Arnold V de Looz, (died August 22, 1327) was Count of Loon  from 1279 to 1323 and Count of Chiny (Arnulf III) from 1299 to 1310. He was the son of John I, Count of Looz and Mathilde Jülich.

Biography

He helped Richardis Gelderland, his widow maternal grandfather, Henri, Count of Luxembourg and Renaud I, Count of Gelderland, fight Siegfried von Westerburg, archbishop of Cologne. Taken prisoner, he had to pay a ransom to be freed.

He was forced to deal with Isabelle de Conde, widow of his father in 1281 and had to assign a dower, and give Warcq, Agimont and Givet to his half-brothers John and Jacquemin. In turn, they give up their rights to the county of Loon. This is the only condition that the parents of Marguerite one hand, and his uncle Nicolas II de Conde on the other hand, consent to marriage.

In 1288, he commanded a corps of the army of John I, Duke of Brabant, and contributed much to the victory on June 5 in the famous Battle of Worringen (on the Rhine), which ended the War of Limburg succession between Renaud, Count of Gelderland, husband of Ermingarde heiress, Duchess of Limburg (+ 1283), and the Duke of Brabant.

he ranks in the war of Awans and Waroux between families Waroux and Awans, from 1297 to 1335, on the side of the bishops of Liege, Hugues de Chalon (from 1396-1301) and Adolph II of La Marck (1313 to 1344), Haspengouw dependent on these princes. He was appointed regent Mambourg or Liège after the death of Adolf II of Waldeck (1302).

In 1299, death without his uncle's son Louis V, he inherited Chiny (is this uncle who organized in 1285 the famous Tournament Chauvency, Jacques Bretel celebrated).

In 1312, the death of the bishop of Liege Bar Thiebaut prompted him to return to Liege, but faces revolt of the bourgeoisie. The principality was ravaged and saw the excommunication of the count.

He competed at the famous peace of Fexhe, signed June 18, 1316, which establishes the sharing of power between the prince, the clergy, the nobility and the cities of the principality of Liège and its capital, Liège. It was formal and legal recognition of the division of government between the prince and the country.

Both in Liege and in Brabant he supported the nobility and opposed the common revolts.

Towards the end of his reign, he gradually withdrew its counties. In 1313, he sold the County of Chiny to his son Louis, then in 1323 the county of Loon.

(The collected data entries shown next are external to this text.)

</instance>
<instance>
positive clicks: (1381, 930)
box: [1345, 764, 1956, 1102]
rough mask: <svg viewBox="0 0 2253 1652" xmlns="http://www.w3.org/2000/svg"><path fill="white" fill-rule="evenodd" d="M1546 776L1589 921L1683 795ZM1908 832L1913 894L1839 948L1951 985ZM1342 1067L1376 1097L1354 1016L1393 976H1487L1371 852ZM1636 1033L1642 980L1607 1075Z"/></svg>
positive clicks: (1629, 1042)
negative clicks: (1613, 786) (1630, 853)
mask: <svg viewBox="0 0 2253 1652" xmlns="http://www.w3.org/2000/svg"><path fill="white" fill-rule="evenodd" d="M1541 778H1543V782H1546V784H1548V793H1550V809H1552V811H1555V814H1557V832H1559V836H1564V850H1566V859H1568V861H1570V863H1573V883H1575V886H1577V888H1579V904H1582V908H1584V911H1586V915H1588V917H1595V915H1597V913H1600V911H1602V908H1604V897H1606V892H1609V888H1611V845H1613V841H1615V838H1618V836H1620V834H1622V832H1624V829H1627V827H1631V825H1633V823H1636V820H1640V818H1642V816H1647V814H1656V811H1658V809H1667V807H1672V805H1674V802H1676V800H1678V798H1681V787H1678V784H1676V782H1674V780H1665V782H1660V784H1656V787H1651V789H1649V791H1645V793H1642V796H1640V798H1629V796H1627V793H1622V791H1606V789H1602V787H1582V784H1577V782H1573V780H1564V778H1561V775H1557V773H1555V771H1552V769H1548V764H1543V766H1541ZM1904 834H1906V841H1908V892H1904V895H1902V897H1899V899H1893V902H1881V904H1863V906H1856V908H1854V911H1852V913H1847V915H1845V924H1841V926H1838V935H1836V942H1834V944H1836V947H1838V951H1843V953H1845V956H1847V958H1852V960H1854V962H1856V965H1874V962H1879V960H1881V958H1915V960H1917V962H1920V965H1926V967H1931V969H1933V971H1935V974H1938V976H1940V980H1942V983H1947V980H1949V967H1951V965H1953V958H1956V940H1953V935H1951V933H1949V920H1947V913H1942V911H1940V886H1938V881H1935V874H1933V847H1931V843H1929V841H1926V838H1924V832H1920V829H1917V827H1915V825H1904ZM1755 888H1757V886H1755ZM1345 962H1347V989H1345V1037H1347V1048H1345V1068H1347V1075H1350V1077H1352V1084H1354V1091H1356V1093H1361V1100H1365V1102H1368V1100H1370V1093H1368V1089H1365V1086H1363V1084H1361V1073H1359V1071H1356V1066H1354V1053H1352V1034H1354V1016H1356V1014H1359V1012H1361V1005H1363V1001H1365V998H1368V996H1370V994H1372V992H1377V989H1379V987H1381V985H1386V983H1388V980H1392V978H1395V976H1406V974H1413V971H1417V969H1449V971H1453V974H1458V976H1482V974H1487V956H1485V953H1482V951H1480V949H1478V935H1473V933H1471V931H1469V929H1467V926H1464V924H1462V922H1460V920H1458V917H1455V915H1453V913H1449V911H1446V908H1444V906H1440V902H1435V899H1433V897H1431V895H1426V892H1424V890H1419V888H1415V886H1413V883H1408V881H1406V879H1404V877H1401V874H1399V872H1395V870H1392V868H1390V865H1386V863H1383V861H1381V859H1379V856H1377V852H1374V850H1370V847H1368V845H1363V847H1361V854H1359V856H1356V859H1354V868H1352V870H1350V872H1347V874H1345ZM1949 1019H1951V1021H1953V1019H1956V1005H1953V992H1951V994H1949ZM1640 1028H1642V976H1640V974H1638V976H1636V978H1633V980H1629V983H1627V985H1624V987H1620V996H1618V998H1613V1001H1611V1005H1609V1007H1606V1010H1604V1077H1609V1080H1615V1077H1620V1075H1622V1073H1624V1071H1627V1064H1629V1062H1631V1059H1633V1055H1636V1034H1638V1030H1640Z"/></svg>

He died August 22, 1327 and is buried at the Abbey of Averbode.

Marriage and family 
He married June 21, 1280 Marguerite Vianden († 1316), Lady of Perwez and Grimbergen, daughter of Philip I, Count of Vianden, and Marie de Louvain, and had:
 Louis IV († 1336), Count of Loon and Chiny,
 Jean, who died young,
 Arnold,
 Mathilde (1282 † 1313), married to Godefroy II, Lord of Heinsberg, Blankenberge and WASSEMBERG (1331), in which she dowry Fortress Vogelsanck (the current town of Heusden-Zolder, Belgium Limburg) with areas of Zwilre, Sonhoven and Hautaets and parent Thierry Heinsberg, Count of Loon and Chiny,
 Mary, married first husband Gilles Berthout, confessed Mechelen, died childless in 1310; she married second husband Gerard Diest, lord of Antwerp; she dies without children shortly after,
 Jeanne, lady Quaetbeke, Arnulf of widow Wesemael, lord of Bergen op Zom of Woude and Quaetbeke, died around 1312; she then married William of Oreye, to be lord of Rummen (Rumigny) by donation of Louis IV of Loon in 1331
 Margaret, wife of William de Duras, told of Neufchatel, Esquire; his father gave him as dowry the castle and lordship of Duras;
 as he survives his half-brothers Counts of Chiny, it brings it to his possessions county, and in 1299 added to his titles that of Count of Chiny.